Argentina promete gás barato
O ministro da Economia da Argentina, Sergio Massa, disse que na primeira semana de fevereiro uma equipe da pasta e do Banco de la Nación viajará ao Brasil. Na pauta, a integração energética entre os países, em especial o segundo trecho do gasoduto Néstor Kirchner.
O ministro argentino defendeu que ambos países estão diante de uma “enorme oportunidade”: “O Brasil de ter acesso a gás mais barato do que hoje compra da Bolívia; e a Argentina de abrir um mercado com volumes que até agora só pode despachar para a Central Energética Uruguaiana ou para o Chile — nos períodos que não são de pico”, disse Massa, em coletiva de imprensa com o ministro da Fazenda, Fernando Haddad.
Massa disse ainda que o primeiro trecho do gasoduto Néstor Kirchner stá previsto para ser inaugurado no dia 20 de junho e que, entre março e abril, será licitado o segundo trecho do gasoduto (Salliqueló-San Jerónimo) — que permite abastecer parte do litoral argentino e garantir gás para o norte do país.
“Em paralelo há duas obras no projeto: o TGN [Transportadora de Gas del Norte] e uma obra de conexão do gasoduto Salliqueló-San Jerónimo até o gasoduto ao norte. Qual é o objetivo dessas obras? Basicamente começar a preparar o terreno para abastecer o Brasil de gás”, afirmou o ministro.
Um novo capítulo na integração Brasil-Argentina
A primeira visita internacional de Lula — justamente à Argentina — pode marcar um novo capítulo na história da relação entre os dois países no setor de gás natural.
A reaproximação entre os dois vizinhos representa uma nova chance para sacramentar a integração entre os mercados de gás das duas principais economias da América do Sul — um projeto iniciado há mais de duas décadas, sem ter sido, de fato, concluído.
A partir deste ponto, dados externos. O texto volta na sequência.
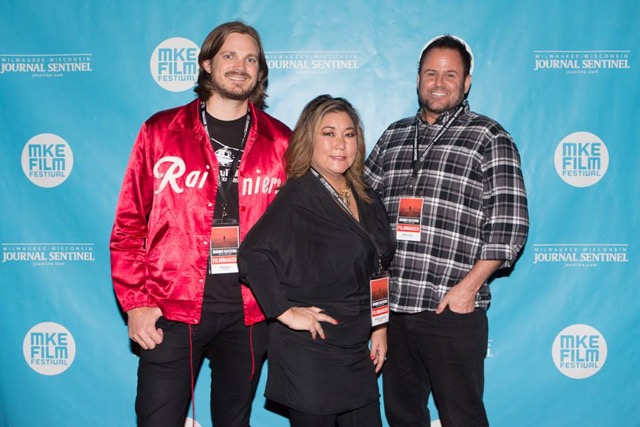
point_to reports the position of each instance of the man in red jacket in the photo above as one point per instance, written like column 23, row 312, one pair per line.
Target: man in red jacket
column 198, row 179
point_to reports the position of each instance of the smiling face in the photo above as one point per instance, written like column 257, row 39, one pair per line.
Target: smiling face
column 234, row 69
column 442, row 83
column 334, row 147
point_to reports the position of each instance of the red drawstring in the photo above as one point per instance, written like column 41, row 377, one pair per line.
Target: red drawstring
column 253, row 358
column 193, row 399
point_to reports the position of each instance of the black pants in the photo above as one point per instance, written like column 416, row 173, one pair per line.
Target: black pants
column 236, row 353
column 441, row 354
column 367, row 416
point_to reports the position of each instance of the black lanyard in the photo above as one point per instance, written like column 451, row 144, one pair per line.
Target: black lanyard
column 234, row 165
column 332, row 191
column 418, row 162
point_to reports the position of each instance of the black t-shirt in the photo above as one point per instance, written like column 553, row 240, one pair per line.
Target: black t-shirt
column 222, row 291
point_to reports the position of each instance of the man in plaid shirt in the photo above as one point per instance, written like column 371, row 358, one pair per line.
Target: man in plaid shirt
column 452, row 185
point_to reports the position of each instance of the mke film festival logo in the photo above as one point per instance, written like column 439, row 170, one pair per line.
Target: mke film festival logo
column 47, row 254
column 581, row 61
column 174, row 64
column 51, row 65
column 579, row 351
column 581, row 159
column 49, row 348
column 312, row 62
column 47, row 160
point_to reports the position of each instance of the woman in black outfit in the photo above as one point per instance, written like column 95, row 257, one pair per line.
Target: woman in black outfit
column 309, row 260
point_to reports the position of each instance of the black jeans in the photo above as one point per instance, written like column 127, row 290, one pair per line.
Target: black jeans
column 441, row 354
column 236, row 353
column 368, row 416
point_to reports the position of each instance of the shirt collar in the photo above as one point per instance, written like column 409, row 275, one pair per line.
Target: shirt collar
column 444, row 117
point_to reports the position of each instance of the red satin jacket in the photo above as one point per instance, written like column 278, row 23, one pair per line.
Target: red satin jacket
column 160, row 238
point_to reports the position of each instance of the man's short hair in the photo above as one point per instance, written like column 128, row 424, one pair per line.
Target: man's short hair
column 447, row 41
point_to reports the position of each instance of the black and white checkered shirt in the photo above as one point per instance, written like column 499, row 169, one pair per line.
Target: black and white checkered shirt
column 475, row 204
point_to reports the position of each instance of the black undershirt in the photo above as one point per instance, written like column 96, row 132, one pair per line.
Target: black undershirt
column 222, row 291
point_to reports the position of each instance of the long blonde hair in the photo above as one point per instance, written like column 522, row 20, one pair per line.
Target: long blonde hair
column 300, row 151
column 212, row 45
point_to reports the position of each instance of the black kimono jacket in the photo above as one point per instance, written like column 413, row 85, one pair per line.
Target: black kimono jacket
column 307, row 251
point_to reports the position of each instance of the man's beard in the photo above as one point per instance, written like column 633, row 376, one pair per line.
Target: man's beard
column 426, row 106
column 237, row 95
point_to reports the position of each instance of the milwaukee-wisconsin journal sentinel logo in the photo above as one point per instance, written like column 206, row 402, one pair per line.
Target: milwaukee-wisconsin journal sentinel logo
column 581, row 61
column 47, row 160
column 50, row 65
column 581, row 159
column 47, row 254
column 49, row 348
column 579, row 351
column 580, row 255
column 174, row 64
column 312, row 62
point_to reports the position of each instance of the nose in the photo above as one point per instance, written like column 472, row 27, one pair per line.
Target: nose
column 341, row 142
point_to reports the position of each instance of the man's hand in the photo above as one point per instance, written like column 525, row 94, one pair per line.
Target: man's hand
column 306, row 319
column 461, row 298
column 142, row 326
column 379, row 347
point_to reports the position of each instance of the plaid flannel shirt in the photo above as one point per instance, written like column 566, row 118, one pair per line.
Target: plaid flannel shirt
column 475, row 204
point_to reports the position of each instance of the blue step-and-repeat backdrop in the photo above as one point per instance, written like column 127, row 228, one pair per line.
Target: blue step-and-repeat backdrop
column 78, row 78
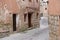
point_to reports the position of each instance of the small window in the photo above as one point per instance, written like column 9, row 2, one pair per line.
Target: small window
column 30, row 0
column 37, row 15
column 47, row 2
column 36, row 0
column 25, row 17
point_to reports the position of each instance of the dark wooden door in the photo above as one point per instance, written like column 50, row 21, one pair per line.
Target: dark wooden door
column 14, row 22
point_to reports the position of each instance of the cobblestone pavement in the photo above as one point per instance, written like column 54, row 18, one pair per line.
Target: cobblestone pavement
column 41, row 33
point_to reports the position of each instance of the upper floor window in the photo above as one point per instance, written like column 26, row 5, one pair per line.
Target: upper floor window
column 36, row 0
column 25, row 17
column 23, row 0
column 30, row 0
column 45, row 8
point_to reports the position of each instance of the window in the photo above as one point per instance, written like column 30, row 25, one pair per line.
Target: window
column 23, row 0
column 36, row 0
column 45, row 8
column 25, row 17
column 59, row 17
column 47, row 2
column 37, row 15
column 30, row 0
column 41, row 14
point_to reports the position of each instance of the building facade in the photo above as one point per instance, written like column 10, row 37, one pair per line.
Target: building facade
column 44, row 8
column 19, row 15
column 54, row 19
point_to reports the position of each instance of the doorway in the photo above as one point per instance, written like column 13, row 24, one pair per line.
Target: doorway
column 14, row 22
column 29, row 20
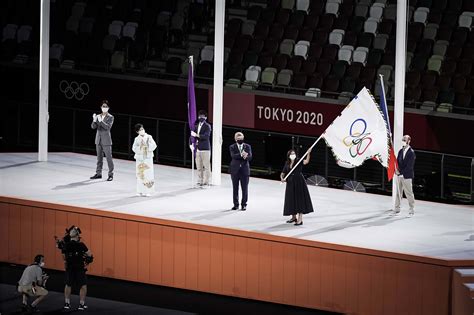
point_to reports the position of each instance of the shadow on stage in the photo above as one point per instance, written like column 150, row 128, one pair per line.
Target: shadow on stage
column 379, row 219
column 129, row 200
column 18, row 165
column 76, row 184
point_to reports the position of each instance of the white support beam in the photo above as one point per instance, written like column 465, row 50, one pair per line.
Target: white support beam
column 44, row 82
column 218, row 92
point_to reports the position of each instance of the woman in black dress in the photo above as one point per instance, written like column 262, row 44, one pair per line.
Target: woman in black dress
column 297, row 199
O projeto original, do fim dos anos 1990, previa a construção de um gasoduto de 615 km de extensão, ligando Porto Alegre (RS) a Uruguaiana (RS), na fronteira com a Argentina e onde existe uma termelétrica.
O empreendimento, da Transportadora Sulbrasileira de Gás (TSB) foi dividido em três trechos, mas apenas os extremos saíram do papel, no início dos anos 2000: o trecho que conecta o Polo Petroquímico de Triunfo (RS) à Porto Alegre, onde termina o Gasoduto Bolívia-Brasil (Gasbol); e o trecho entre Uruguaiana e a malha da Transportadora de Gás del Mercosur (TGM), na Argentina.
O trecho final do projeto (o Uruguaiana-Triunfo), que permitiria conectar de fato o gás argentino à malha integrada de gasodutos do Brasil nunca se viabilizou economicamente.
O projeto foi deixado de lado com o declínio da produção argentina, a partir de meados dos anos 2000. As novas perspectivas da indústria argentina de gás, capitaneada pelo aumento da produção de gás não convencional da formação de Vaca Muerta, reacenderam o plano de integração entre os dois países.